The Miss Subways competition, which ran photos of its winners on the train from 1941-1976, featured the kind of ball-busting career ladies this city has come to be known for. As you can see.

While these weren't technically ads, Keith Haring's drawings on blank, unused ad spaces in the early 1980s were indisputably classic and great. "I saw it going down in the entrance near my apartment at the time (the F train at 6 ave and 41st street), I saw this empty black panel, and immediately I knew that I had to draw on top of this panel. It was a waiting perfect surface," Haring once explained in an interview. Think about that next time you feel clever for drawing a dick by someone's face on a movie poster.

When former WNYW/Channel 5 anchor John Roland agreed in 2008 to act as the spokesman for the Wilens & Baker law firm, he told the Daily News, "You may be seeing more of me."
That was a fucking understatement. He's stared down at us, unblinking, in ads for everything from 1-800-DIVORCE to 1-800-ACCIDENT and 1-800-WORKERSCOMP ever since.

In an unusually tasteful move, the MTA launched its "Poetry in Motion" posters in 1992, and ran them until 2008. They were so beloved that the program came back by popular demand earlier this year, and is reportedly going to be made permanent. See? We really are a cultured city.
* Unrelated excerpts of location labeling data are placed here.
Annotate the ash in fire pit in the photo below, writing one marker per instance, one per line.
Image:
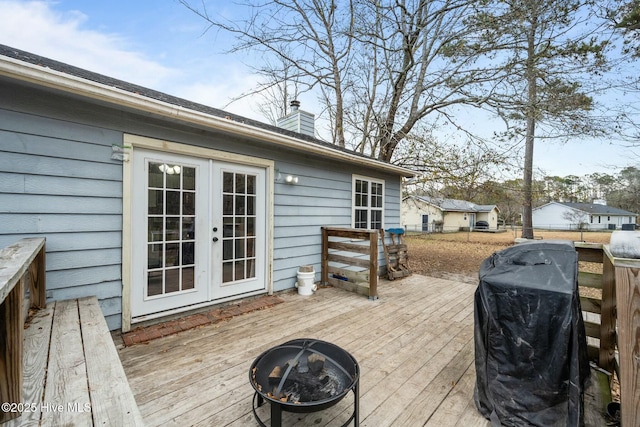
(304, 375)
(308, 382)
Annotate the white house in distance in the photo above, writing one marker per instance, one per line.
(592, 216)
(422, 213)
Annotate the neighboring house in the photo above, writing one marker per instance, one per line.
(159, 205)
(588, 216)
(422, 213)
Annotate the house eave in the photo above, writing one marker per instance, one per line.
(38, 75)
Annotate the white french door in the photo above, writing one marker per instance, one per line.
(199, 231)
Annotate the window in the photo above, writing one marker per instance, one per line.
(368, 203)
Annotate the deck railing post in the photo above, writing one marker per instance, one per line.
(11, 337)
(624, 251)
(373, 265)
(25, 260)
(324, 279)
(606, 357)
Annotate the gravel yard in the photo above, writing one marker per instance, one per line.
(457, 256)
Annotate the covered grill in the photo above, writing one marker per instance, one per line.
(304, 375)
(531, 355)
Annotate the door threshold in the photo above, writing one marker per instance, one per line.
(163, 327)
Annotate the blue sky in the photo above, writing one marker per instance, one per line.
(162, 45)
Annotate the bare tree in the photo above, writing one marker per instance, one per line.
(548, 50)
(379, 67)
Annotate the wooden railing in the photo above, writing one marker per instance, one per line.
(603, 329)
(624, 273)
(350, 259)
(618, 328)
(22, 268)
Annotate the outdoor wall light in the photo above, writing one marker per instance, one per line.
(170, 170)
(287, 179)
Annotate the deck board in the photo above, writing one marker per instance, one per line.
(414, 346)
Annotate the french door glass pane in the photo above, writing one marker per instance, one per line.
(170, 228)
(238, 218)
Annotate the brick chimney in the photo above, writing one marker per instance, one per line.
(298, 120)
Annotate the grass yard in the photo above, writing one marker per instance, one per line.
(457, 256)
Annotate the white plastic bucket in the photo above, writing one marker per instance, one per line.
(305, 284)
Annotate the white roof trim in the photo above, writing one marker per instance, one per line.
(39, 75)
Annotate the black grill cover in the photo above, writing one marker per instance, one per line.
(530, 345)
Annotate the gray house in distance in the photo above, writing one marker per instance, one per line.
(158, 205)
(587, 216)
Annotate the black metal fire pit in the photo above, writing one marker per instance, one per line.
(304, 375)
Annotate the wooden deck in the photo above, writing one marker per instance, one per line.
(414, 346)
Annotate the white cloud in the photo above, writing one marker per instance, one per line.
(35, 27)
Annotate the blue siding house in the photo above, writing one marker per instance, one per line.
(159, 205)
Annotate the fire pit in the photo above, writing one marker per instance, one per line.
(303, 376)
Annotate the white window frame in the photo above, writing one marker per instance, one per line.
(368, 208)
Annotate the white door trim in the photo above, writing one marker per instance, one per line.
(133, 142)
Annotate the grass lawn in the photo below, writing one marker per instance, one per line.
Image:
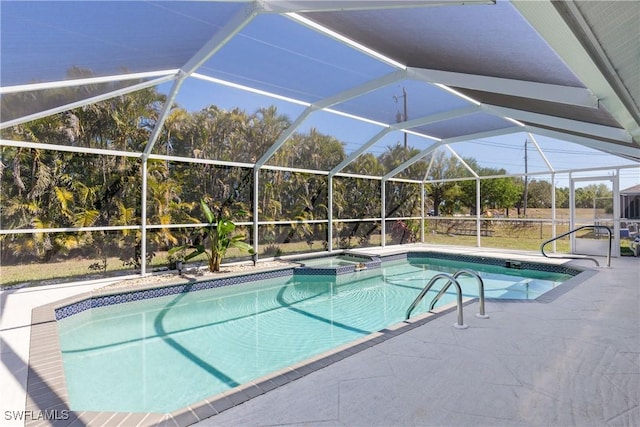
(506, 235)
Continuing our nation-wide tradition of taking our religious cues from pro athletes, Yankees pitcher Andy Pettite appeared in a 1999 series of ads declaring his devotion to God and promoting a book called Power for Living. No one was especially impressed, but it also doesn't seem to have done his career any harm. Can we safely assume Tim Tebow will be next?
When Harold Camping declared to the world that the apocalypse was definitely, without a doubt, coming on May 21, 2011, 60-year-old retired MTA worker Robert Fitzpatrick spent $140,000 of his life savings to plaster the MTA with warnings. When it didn't happen, Fitzpatrick told reporters, "I'm tired. I was working hard trying to get the word out. I'm very surprised."
In summer 2011, retiree Alfred Brotter coughed up $40,000 of his own money to place 1,000 of these adorable, deeply unsettling anti-smoking spots throughout the subway system. Weird, yes, but definitely better than the pictures of rotting body parts the city has put up.
With their intensely, delightfully political ads, Manhattan Mini Storage officials say they pride themselves on "identifying what matters to New Yorkers." They're the largest and best-ranked personal storage company in New York, so it seems to be working.
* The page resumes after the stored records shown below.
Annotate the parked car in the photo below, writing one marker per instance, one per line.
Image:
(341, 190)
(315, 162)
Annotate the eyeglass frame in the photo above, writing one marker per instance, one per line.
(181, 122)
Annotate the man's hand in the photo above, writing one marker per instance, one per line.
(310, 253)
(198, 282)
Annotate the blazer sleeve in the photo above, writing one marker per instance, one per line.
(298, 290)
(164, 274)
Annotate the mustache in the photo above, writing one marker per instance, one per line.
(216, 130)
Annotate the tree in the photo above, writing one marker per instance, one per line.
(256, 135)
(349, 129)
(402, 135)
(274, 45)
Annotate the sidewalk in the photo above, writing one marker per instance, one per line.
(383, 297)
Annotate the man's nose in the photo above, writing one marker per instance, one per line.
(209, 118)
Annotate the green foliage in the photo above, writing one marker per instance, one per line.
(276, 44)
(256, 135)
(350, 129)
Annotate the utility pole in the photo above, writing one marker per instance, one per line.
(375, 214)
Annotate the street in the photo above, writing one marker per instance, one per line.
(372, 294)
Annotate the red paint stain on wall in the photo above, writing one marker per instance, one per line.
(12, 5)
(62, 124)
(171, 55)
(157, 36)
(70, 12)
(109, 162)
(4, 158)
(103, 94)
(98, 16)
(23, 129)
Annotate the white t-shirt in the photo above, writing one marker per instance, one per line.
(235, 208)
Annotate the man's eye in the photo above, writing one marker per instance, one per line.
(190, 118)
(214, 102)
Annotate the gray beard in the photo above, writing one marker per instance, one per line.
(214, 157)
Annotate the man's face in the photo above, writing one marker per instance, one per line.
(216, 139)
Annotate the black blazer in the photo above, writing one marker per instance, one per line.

In 2009, 3 years before banning giant sodas outright, the city took this extremely graphic approach to remind us all that sugar, and thus soda, make you fat. Point taken.
What can we say about Dr. Z that hasn't already been said? His ads have been up for over a decade, and we don't know what we'd do without them. We also don't know anyone who has ever, ever visited his offices. It's probably for the best.